Kindesunterhalt - OLG - 03.05.2023

  1. Der gesteigert Unterhaltspflichtige, der den Mindestunterhalt nicht aufbringen kann, ist verpflichtet, auch neben einer Vollzeitbeschäftigung eine Nebentätigkeit auszuüben. Die aus ihr erzielten Einkünfte sind bis zur Deckung des Mindestunterhalts einzusetzen und insoweit nicht überobligatorisch.
  2. Beruft sich der Unterhaltsschuldner auf eine Erhöhung des Selbstbehalts wegen überhöhter Wohnkosten, hat er darzulegen und zu beweisen, dass diese den Umständen nach unvermeidbar sind.
  3. Auch bei erheblich höheren Einkünften des betreuenden Elternteils ist der Barunterhaltspflichtige nicht ohne weiteres entlastet. Die sich aus den beiderseitigen Einkünften ergebende Einkommensdifferenz ist vielmehr wertend zu korrigieren.
  4. Zur Ermittlung der Einkommensdifferenz ist von den beiderseitigen Einkünften der angemessene Selbstbehalt in Abzug zu bringen, der wegen der überhöhten Wohnkosten anzuheben ist.

Beschluss:
Gericht: OLG München
Datum: 03.05.2023
Aktenzeichen: 2 UF 1057/22e
Leitparagraph: §§ 1601, 1603 II, 1606 Abs. 3 BGB
Quelle: NZFam 2023 S. 756

Kommentierung:

Zwei minderjährige Kinder leben im Haushalt des Vaters. Die Mutter war zunächst mit 31 Wochenstunden beschäftigt, ab März 2022 in Vollzeit. Darüber hinaus hatte sie eine Nebenbeschäftigung als ambulante Pflegekraft. Das Amtsgericht hat bei der Kindsmutter die Einkünfte aus der Nebentätigkeit im vollen Umfang angerechnet und vom gesamten unterhaltsrechtlichen Einkommen eine um 270,00 € erhöhten Selbstbehalt in Abzug gebracht, da die Wohnkosten der Mutter jeweils über dem im Selbstbehalt enthaltenen Betrag liegen. Das Amtsgericht ist im Hinblick auf die Einkommensverhältnisse von einer alleinigen Barunterhaltsverpflichtung der nichtbetreuenden Mutter ausgegangen. Das Amtsgericht kam zu 88 % des Mindestunterhaltes, die Mutter hat eine Verringerung von 250,00 € beantragt, der Vater eine Erhöhung auf 110 % des Mindestunterhaltes.

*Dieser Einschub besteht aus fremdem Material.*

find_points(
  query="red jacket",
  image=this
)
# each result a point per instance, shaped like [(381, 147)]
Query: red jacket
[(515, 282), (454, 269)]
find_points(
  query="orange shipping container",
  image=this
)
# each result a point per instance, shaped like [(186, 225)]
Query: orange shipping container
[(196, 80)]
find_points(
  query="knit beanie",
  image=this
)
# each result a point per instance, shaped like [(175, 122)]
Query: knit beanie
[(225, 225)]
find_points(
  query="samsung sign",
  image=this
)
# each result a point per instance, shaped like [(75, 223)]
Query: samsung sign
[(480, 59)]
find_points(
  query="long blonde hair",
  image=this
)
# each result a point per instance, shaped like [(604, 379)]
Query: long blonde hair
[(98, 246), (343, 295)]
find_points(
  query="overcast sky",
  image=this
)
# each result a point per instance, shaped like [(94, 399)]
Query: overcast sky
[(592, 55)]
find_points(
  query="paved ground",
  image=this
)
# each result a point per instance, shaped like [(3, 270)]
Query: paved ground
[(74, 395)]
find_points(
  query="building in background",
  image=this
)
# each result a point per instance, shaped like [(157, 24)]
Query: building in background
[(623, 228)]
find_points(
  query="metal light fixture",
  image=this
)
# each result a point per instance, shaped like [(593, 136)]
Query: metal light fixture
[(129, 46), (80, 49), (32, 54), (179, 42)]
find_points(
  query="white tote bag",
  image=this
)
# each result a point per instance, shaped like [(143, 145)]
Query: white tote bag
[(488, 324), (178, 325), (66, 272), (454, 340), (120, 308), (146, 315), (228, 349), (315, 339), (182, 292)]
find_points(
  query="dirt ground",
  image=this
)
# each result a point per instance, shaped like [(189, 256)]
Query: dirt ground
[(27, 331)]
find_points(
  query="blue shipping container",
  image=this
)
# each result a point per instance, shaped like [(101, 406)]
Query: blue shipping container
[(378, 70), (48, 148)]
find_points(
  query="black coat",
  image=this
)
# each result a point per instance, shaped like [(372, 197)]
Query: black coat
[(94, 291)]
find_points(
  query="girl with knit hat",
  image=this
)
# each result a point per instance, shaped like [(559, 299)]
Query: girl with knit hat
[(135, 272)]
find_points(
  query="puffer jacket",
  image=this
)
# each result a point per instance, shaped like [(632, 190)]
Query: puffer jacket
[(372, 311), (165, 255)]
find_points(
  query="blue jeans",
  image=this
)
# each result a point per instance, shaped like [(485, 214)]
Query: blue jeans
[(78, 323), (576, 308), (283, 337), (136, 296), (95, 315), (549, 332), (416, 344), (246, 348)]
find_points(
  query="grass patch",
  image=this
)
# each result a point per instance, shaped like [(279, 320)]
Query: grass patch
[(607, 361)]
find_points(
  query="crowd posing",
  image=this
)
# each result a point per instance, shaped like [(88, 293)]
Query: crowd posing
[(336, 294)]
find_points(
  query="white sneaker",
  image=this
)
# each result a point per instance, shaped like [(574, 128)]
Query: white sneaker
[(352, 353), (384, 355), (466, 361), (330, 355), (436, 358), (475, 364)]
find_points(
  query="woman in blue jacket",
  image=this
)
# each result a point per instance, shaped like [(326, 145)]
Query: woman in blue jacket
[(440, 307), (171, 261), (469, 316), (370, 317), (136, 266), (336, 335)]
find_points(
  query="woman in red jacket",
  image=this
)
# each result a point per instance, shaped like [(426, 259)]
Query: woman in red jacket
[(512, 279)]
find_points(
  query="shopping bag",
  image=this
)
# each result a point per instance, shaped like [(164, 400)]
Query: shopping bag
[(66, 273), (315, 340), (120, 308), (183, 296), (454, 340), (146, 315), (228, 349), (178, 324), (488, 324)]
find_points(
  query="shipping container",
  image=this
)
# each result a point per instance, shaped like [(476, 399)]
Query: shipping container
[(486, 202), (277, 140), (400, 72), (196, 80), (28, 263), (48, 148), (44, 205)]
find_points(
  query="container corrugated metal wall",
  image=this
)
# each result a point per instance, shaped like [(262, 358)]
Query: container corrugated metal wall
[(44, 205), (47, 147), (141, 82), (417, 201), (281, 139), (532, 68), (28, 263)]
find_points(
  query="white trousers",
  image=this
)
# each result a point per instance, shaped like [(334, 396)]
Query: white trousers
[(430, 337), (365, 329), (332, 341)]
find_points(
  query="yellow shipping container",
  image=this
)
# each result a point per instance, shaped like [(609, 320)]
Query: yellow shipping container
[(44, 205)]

Das OLG kam zu 100 % des Mindestunterhaltes. Einkünfte aus der Nebenbeschäftigung sind in jedem Fall bis zur Höhe des Mindestunterhaltes nicht überobligatorisch und sind voll zur Bedarfsdeckung einzusetzen. Dies gilt insbesondere bis einschließlich Februar 2022, da die Kindsmutter bis zu diesem Zeitpunkt mit einem Beschäftigungsgrad von nur 80 % ihre Erwerbsobliegenheit nicht erfüllt hat. Nachdem die Einkünfte aus der Vollzeittätigkeit danach nicht ausreichten um den Mindestbedarf (100 % des Mindestunterhaltes) der beiden Kinder zu decken war sie auch danach verpflichtet eine Nebentätigkeit bis zur einer Gesamtarbeitszeit von 48 Stunden pro Woche auszuüben.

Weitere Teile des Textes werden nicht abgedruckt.